Ce sont ces faits qui sous-tendent et dynamisent la société. Agir à l’encontre de ces préceptes serait mal admis et mal perçu. C’est dans cette perspective que l’on note la dualité ou la conflictualité entre la diversité de la réalité psychique individuelle et celle du groupe/communauté. Morval (1994) suggère à ce sujet que l’existence de soi au sein d’une famille, ou par extension dans une société, repose sur trois conditions essentielles :

 Le sentiment d’appartenance ne concerne pas uniquement le coudoiement et la connivence, mais également la manière particulière et propre au groupe de traiter et de percevoir les uns les autres. Le sentiment d’appartenance entretient un imaginaire groupal sur lequel repose l’existence d’un mode d’intercommunication connu, une compréhension et un décodage aisés des réactions des pairs face à telle ou telle situation ; et enfin sur le souvenir et les sensations – à l’instar des impressions enthousiasmantes – reliés au passé (Eiguer 1983 : 37). D’ailleurs, cet imaginaire groupal entretient l’image que nous nous faisons de la société, afin de nous conduire à nous projeter vers l’avenir et développer notre créativité, et cultiver notre vision prospective.
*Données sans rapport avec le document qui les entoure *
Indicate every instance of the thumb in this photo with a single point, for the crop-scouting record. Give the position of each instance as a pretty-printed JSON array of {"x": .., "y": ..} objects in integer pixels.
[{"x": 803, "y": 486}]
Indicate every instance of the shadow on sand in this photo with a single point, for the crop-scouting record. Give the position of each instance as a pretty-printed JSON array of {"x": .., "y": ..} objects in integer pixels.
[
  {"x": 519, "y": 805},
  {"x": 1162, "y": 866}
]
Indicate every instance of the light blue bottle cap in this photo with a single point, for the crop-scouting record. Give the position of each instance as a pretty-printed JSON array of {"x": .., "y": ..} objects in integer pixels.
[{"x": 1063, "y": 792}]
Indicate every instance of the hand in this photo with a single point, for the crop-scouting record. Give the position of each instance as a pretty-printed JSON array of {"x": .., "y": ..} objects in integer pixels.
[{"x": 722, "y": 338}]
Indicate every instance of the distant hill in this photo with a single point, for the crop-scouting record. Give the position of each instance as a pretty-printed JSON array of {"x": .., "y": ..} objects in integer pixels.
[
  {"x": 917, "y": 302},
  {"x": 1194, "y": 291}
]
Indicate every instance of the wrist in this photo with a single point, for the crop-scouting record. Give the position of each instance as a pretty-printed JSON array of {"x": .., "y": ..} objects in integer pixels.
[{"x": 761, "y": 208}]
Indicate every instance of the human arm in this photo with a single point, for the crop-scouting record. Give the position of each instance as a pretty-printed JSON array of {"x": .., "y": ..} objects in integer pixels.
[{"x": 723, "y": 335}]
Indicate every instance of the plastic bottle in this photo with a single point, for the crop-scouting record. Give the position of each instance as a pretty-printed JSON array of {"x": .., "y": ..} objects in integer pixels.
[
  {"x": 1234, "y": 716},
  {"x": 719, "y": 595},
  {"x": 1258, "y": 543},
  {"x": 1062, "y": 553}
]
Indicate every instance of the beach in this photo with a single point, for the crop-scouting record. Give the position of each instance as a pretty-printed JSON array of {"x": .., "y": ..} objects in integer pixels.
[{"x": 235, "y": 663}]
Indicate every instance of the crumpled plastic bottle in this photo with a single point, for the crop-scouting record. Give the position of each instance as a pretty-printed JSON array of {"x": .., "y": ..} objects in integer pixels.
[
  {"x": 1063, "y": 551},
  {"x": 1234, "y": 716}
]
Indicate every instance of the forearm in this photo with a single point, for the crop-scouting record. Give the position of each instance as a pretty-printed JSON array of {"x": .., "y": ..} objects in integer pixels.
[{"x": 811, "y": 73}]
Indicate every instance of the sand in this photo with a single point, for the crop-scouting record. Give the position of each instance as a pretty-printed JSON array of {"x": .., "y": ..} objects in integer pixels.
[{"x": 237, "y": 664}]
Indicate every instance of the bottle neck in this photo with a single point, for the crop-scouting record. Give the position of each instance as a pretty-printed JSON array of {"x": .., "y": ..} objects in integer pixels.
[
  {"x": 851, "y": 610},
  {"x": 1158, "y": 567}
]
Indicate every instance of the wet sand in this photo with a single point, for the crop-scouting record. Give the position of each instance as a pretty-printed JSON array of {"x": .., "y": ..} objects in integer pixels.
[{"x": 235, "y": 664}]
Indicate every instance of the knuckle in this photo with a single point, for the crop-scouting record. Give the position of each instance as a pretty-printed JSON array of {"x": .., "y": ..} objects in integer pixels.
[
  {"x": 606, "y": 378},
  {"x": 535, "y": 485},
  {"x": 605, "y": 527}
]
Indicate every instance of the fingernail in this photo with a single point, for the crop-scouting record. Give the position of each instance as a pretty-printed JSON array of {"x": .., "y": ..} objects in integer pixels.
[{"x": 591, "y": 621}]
 La notion d’habitat intérieur incite chaque membre de la société à préserver l’unité et à craindre la division par le biais d’un choix d’un lieu (pays, ville, région, etc.) à valeur hautement symbolique pour asseoir cette unité. De ce fait, la société est construite sur la base de la reconnaissance des symboles et des codes de ce territoire. Eiguer note à propos de cette notion d’habitat intérieur que « cette représentation partagée constitue en quelque sorte la ‘peau’, réelle ou fantasmée » (1983 : 37) du groupe ou d’une communauté.  L’idéal du moi groupal ou familial nous renvoie à la réalité qui nous incite à

avancer et à faire évoluer les choses. Il s’agit d’une notion orientée vers la vie future. Cette notion vient compléter les deux précédents composants en ce sens qu’ils sont particulièrement associés au passé du groupe ou la société. L’idéal du moi groupal, toujours d’après Eiguer, concerne les « projets de progrès social, culturel, idéationnel ou ‘habitationnel’ » (1983 : 37) , ou encore les projets concernant les futures générations. C’est de cette manière que les membres de la société œuvrent ensemble pour avancer et regarder dans la même direction afin de répondre à des exigences de s’améliorer, d’évoluer (Morval 1994).